Pedestrians play chicken with an autonomous vehicle
For developers of autonomous vehicle decision-making algorithms, this work provides a first real-world demonstration of a game-theoretic approach to pedestrian interaction, though it is incremental as it applies existing theory to a new domain.
This paper demonstrates and evaluates the use of Sequential Chicken game theory to resolve the Freezing Robot Problem in autonomous vehicles, showing that pedestrian behavior under constrained safety conditions fits the model with a low time value of collision.

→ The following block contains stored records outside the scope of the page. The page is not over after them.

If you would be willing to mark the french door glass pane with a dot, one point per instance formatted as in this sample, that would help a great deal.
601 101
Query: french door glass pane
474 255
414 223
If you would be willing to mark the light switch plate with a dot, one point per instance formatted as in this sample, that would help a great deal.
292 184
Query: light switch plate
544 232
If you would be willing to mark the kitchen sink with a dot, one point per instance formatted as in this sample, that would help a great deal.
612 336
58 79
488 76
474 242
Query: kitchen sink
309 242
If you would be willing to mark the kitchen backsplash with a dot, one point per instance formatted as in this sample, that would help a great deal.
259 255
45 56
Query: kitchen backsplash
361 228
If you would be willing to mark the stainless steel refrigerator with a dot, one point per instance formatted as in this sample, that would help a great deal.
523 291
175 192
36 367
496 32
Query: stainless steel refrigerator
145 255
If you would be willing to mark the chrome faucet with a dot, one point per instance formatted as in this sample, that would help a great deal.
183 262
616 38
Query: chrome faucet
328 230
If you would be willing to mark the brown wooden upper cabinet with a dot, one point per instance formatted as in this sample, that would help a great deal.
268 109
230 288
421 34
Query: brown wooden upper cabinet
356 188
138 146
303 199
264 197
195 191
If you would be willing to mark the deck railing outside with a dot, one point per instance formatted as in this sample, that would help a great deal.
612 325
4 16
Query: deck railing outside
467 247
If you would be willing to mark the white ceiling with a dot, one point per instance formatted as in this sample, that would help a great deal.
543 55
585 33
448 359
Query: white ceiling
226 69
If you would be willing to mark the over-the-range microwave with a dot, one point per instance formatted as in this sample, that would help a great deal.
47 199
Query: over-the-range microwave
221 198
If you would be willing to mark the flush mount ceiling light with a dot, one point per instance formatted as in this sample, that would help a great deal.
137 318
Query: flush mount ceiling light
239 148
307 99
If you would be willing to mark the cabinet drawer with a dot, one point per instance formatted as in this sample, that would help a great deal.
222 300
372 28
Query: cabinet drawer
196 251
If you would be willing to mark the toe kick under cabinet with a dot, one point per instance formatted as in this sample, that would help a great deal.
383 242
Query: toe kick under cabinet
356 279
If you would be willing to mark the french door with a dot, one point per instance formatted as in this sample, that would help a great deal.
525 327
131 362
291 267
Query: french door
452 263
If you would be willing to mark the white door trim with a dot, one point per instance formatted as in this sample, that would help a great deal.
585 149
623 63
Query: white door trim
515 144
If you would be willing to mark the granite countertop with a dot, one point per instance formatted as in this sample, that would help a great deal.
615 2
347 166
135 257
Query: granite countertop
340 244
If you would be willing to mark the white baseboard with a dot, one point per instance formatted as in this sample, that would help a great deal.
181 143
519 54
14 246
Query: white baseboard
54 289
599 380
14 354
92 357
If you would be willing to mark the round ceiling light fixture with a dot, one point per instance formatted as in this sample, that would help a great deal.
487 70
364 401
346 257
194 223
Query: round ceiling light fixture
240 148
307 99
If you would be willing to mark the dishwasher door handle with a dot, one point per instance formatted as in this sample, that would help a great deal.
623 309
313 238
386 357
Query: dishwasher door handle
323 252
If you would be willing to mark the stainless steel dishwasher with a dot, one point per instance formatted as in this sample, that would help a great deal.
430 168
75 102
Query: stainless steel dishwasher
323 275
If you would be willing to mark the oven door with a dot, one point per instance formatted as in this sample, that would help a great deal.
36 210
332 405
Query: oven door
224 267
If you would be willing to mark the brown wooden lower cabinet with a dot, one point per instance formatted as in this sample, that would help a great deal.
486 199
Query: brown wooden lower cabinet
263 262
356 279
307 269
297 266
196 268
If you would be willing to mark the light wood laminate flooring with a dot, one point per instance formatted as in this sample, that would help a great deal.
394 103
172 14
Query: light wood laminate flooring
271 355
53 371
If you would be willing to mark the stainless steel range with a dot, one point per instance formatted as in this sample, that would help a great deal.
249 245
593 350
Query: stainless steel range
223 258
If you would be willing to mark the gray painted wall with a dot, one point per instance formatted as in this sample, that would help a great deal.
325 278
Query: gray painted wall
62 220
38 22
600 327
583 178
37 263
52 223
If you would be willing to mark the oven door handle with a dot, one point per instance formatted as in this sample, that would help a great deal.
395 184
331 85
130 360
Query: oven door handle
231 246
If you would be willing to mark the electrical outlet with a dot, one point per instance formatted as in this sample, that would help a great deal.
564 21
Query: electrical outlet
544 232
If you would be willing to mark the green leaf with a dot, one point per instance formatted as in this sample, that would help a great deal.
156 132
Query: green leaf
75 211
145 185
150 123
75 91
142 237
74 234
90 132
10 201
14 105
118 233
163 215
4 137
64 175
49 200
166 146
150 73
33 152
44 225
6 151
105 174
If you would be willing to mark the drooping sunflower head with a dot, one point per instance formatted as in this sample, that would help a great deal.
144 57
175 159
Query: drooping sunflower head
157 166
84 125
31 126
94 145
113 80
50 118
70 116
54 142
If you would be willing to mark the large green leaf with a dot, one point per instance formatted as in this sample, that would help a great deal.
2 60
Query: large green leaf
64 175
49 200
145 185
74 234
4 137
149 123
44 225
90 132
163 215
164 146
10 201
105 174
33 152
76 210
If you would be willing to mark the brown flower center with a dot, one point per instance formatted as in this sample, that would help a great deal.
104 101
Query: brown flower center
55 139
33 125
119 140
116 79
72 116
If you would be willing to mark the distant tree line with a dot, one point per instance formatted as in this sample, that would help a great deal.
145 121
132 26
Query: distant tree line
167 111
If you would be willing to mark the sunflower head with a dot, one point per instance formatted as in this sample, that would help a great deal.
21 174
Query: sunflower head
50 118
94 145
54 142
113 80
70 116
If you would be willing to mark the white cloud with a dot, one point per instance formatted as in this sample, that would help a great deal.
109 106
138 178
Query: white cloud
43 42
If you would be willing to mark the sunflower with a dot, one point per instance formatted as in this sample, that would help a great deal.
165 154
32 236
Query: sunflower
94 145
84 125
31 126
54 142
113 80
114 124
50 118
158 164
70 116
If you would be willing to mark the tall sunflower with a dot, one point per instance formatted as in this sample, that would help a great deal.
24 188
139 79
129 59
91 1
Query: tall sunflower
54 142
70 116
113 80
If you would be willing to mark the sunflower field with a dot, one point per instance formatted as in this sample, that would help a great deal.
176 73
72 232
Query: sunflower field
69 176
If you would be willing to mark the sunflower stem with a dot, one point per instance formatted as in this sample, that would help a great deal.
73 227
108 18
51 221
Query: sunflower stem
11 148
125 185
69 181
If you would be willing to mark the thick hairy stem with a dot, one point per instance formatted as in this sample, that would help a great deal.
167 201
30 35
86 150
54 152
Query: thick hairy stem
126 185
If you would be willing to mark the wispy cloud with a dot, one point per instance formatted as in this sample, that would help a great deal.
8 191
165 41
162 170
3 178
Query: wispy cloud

Automated vehicles (AVs) are commonly programmed to yield unconditionally to pedestrians in the interest of safety. However, this design choice can give rise to the Freezing Robot Problem in which pedestrians learn to assert priority at every interaction, causing vehicles to stall and make no progress. The game theoretic Sequential Chicken model has shown that, like human drivers, AVs can resolve this problem by trading credible threats of very small risks of collision or larger risks of less severe invasion of personal space against the value of time due to yielding delays. This paper presents the first demonstration and evaluation of this approach using a real AV with human subjects and shows that pedestrian behavior under experimentally constrained safety conditions can be well fitted by Sequential Chicken, with a low time value of collision, suggestive of their planning to avoid proxemic personal space penalties as well as actual collisions.